The Conversation
14 Jul 2025, 13:16 GMT+10
The contemporary internet has been with us since roughly 1995. Its current underlying economic model - surveillance capitalism - began in the early 2000s, when Google and then Facebook realized how much our personal information and online behaviour revealed about us and claimed it for themselves to sell to advertisers.
Perhaps because of Canada's proximity to the United States, coupled with its positive shared history with the U.S. and their highly integrated economies, Canada went along for that consumerist ride.
The experience was different on the other side of the Atlantic. The Stasi in the former East Germany and the KGB under Josef Stalin maintained files on hundreds of thousands of citizens to identify and prosecute dissidents.
Having witnessed this invasion of privacy and its weaponization first-hand, Europe has been far ahead of North America in developing protections. These include the General Data Protection Regulation and the Law Enforcement Directive, with protection of personal data also listed in the European Union's Charter of Fundamental Rights.
Canada clearly took too much for granted in its relationship with the U.S. Suddenly, Canada is being threatened with tariffs and President Donald Trump's expressed desire to make Canada the 51st American state.
This has fuelled the motivation of Canada both internally and in co-operation with western European governments to seek greater independence in trade and military preparedness by diversifying its relationships.
Prime Minister Mark Carney has begun promoting "nation-building projects," but little attention has been paid to Canada's digital infrastructure.
Read more: How Canadian nationalism is evolving with the times - and will continue to do so
Three recent developments suggest Canada would be well-advised to start paying close attention:
1. The current U.S. administration has raised concerns about its reliability as a partner and friend to Canada. Most of the concerns raised in Canada have been economic. However, Curtis McCord, a former national security and technology researcher for the Canadian government, has said the current situation has created vulnerabilities for national security as well:
"With Washington becoming an increasingly unreliable ally, Mr. Carney is right to look for ways to diversify away from the U.S. But if Canada wants to maintain its sovereignty and be responsible for its national security, this desire to diversify must extend to the U.S. domination of Canada's digital infrastructure."
2. Silicon Valley is exhibiting a newfound loyalty to Trump. The photo of the "broligarchy" at Trump's inauguration spoke volumes, as their apparent eagerness to appease the president brings the data gathered by the internet's surveillance-based economy under state control.

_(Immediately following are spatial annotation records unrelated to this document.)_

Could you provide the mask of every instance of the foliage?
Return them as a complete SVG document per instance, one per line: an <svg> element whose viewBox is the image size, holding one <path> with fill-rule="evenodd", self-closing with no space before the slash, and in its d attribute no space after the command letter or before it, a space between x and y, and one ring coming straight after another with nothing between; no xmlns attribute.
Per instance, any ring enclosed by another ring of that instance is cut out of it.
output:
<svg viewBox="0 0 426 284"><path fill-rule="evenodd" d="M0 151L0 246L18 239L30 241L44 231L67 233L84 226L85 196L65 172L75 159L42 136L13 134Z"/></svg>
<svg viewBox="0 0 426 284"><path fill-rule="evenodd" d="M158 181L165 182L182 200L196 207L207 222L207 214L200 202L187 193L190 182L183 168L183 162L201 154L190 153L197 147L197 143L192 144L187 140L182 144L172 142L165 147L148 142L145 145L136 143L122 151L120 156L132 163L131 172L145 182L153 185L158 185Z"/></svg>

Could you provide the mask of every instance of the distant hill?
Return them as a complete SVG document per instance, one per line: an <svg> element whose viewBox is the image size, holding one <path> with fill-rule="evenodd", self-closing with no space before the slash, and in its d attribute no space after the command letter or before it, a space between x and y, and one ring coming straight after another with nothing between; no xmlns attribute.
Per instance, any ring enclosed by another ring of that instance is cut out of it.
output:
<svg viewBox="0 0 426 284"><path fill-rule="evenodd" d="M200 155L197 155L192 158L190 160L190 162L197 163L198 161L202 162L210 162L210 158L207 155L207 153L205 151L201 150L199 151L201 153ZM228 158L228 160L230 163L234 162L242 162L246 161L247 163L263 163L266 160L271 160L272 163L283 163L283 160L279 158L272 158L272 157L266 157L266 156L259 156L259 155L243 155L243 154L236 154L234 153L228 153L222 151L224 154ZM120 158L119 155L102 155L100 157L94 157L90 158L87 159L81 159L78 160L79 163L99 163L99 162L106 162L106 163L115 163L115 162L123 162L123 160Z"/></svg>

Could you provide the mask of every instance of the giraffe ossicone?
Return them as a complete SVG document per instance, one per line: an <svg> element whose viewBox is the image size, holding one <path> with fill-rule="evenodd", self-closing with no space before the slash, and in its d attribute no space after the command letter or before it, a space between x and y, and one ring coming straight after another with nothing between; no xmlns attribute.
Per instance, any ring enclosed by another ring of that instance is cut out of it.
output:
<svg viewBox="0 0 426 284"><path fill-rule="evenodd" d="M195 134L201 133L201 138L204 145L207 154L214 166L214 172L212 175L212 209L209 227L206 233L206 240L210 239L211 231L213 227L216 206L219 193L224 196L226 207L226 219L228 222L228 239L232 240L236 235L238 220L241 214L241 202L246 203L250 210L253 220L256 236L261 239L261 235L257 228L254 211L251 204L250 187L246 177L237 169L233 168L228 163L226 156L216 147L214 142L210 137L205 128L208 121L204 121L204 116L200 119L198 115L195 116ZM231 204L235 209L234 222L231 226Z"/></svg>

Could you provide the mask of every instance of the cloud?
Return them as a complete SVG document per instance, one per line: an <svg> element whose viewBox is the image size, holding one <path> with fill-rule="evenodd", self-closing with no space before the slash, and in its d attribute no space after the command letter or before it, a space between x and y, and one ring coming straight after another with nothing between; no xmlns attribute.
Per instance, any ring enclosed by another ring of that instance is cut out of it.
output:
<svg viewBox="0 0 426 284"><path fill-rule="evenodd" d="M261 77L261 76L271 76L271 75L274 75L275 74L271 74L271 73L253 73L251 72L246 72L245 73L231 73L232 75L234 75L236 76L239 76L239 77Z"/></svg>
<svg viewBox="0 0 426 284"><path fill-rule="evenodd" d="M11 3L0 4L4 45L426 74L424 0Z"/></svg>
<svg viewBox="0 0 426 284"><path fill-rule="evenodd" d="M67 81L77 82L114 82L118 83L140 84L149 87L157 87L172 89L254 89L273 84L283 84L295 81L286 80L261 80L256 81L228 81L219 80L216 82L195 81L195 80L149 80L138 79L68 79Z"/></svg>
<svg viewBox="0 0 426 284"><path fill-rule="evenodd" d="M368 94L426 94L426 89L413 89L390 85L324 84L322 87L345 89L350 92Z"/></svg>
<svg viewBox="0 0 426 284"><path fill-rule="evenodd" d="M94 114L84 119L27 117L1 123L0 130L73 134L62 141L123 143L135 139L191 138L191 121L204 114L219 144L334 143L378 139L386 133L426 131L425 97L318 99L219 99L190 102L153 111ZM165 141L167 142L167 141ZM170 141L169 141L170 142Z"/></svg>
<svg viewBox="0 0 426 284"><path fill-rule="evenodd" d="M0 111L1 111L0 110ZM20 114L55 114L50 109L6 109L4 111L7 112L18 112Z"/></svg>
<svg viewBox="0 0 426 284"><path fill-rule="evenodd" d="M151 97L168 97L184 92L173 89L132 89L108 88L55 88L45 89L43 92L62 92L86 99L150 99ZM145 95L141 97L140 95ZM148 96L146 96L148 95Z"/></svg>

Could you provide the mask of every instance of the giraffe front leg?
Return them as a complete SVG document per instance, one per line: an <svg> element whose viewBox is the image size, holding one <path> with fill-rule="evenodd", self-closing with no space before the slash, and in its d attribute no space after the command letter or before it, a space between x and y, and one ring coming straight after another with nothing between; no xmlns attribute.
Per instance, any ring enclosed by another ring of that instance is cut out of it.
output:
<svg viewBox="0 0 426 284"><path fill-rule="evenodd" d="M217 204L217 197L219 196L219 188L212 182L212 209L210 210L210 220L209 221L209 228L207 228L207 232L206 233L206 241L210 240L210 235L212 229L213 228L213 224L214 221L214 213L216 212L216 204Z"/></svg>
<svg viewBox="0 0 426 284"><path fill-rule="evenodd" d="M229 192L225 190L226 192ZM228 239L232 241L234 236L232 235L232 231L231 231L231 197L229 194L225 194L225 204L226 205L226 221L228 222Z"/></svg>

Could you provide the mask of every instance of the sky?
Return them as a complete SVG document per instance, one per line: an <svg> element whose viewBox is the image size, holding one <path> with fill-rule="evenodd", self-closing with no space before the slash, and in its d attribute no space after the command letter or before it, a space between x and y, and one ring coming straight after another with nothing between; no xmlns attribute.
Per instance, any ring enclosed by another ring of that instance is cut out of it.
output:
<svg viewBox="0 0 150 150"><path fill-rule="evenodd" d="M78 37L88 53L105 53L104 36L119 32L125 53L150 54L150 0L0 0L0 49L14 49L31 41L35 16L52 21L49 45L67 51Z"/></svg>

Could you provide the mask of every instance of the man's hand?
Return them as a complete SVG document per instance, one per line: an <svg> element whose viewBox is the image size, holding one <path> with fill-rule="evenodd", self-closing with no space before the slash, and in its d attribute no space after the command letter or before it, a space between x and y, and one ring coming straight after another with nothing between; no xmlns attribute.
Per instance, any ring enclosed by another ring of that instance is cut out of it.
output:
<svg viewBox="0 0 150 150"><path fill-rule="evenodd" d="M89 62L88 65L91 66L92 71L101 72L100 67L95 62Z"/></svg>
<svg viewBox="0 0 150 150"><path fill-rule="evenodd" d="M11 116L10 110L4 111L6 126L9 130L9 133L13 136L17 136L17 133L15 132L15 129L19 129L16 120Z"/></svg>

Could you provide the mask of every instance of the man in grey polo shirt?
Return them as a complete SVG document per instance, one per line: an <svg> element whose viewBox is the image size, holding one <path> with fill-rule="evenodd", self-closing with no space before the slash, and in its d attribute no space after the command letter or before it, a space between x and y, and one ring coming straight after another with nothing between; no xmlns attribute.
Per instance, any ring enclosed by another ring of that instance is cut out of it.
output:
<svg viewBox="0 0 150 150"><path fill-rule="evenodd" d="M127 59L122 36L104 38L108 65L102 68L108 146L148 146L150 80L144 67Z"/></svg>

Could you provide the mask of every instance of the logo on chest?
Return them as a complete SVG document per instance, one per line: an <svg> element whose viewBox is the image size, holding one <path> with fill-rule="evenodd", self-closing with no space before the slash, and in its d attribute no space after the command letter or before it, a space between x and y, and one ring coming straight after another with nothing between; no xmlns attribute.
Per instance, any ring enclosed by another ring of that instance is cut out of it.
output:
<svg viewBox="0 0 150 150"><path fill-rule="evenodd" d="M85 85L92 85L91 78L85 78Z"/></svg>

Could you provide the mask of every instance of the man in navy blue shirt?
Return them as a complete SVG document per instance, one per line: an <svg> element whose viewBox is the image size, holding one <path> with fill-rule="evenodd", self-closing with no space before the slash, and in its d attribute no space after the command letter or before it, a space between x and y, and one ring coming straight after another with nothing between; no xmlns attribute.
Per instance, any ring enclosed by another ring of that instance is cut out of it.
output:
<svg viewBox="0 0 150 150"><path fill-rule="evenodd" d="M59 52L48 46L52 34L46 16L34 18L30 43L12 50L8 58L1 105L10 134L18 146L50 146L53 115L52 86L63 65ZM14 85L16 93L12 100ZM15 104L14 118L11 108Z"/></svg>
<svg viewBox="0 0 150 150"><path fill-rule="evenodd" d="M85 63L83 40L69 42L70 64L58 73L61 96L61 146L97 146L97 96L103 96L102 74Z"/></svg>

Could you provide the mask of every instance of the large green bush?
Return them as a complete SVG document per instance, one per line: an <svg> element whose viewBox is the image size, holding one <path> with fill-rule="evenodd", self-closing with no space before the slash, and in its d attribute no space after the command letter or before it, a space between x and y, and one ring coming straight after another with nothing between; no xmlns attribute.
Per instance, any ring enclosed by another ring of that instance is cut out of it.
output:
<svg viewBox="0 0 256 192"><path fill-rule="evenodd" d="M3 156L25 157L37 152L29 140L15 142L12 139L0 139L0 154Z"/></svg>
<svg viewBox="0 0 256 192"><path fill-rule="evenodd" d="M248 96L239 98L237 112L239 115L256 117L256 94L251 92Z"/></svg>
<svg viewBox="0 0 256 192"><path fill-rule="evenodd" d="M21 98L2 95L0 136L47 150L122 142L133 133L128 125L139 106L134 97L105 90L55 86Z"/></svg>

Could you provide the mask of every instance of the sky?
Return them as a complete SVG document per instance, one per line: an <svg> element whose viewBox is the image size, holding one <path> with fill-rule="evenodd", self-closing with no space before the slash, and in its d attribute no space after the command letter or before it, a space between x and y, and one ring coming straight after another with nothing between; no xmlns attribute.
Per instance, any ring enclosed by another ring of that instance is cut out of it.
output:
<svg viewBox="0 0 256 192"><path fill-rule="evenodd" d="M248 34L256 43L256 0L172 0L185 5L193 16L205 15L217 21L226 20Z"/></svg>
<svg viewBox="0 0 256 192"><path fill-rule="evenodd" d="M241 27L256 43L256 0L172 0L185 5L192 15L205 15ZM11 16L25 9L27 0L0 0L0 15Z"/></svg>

3. Trump's recent executive order entitled "Stopping waste, fraud and abuse by eliminating information silos" is alarming. The order became operational when the Trump administration contracted with Palantir, a company known for its surveillance software and data analytics in military contexts. Its job? To combine databases from both the state and federal levels into one massive database that includes every American citizen, and potentially any user of the internet.
Combining multiple government databases is concerning. Combining them with all the personal data harvested by Silicon Valley and providing them to a government showing all the hallmarks of an authoritarian regime sounds like Big Brother has arrived.
Civil liberties groups such as the Electronic Freedom Foundation, academics and even former Palantir employees have raised alarms about the possibilities for abuse, including the launch of all the vendettas Trump and his supporters have pledged to undertake.
European governments have attempted to rein in Silicon Valley's excesses for years. Trump's re-election and his moves toward potentially weaponizing internet data have further boosted Europe's resolve to move away from the U.S.-led internet.
One newer effort is Eurostack. A joint initiative involving academics, policymakers, companies and governments, it envisions an independent digital ecosystem that better reflects European values - democratic, sovereign, inclusive, transparent, respectful of personal privacy and innovation-driven.
Spokesperson Francesca Bria explains the "stack" arises from the idea that a digitally sovereign internet needs to have European control from the ground up.
That includes the acquisition of raw materials and manufacture and operation of the physical components that comprise computers and servers; the cloud infrastructure that has the processing power and storage to be operational at scale; the operating systems and applications that comprise the user interface; the AI models and algorithms that drive services and its policy and governance framework.
Prospective gains to Europe are considerable. They include greater cybersecurity, promoting innovation, keeping high-end creative jobs in Europe, promoting collaboration on equitable terms and creating high-skilled employment opportunities.
Canada receives no mention in the Eurostack proposal to date, but the project is still very much in the developmental phase. Investment so far is in the tens of millions instead of the billions it will require.
Canada has a lot to offer and to gain from being part of the Eurostack initiative. With the project still taking shape, now is the perfect time to get on board.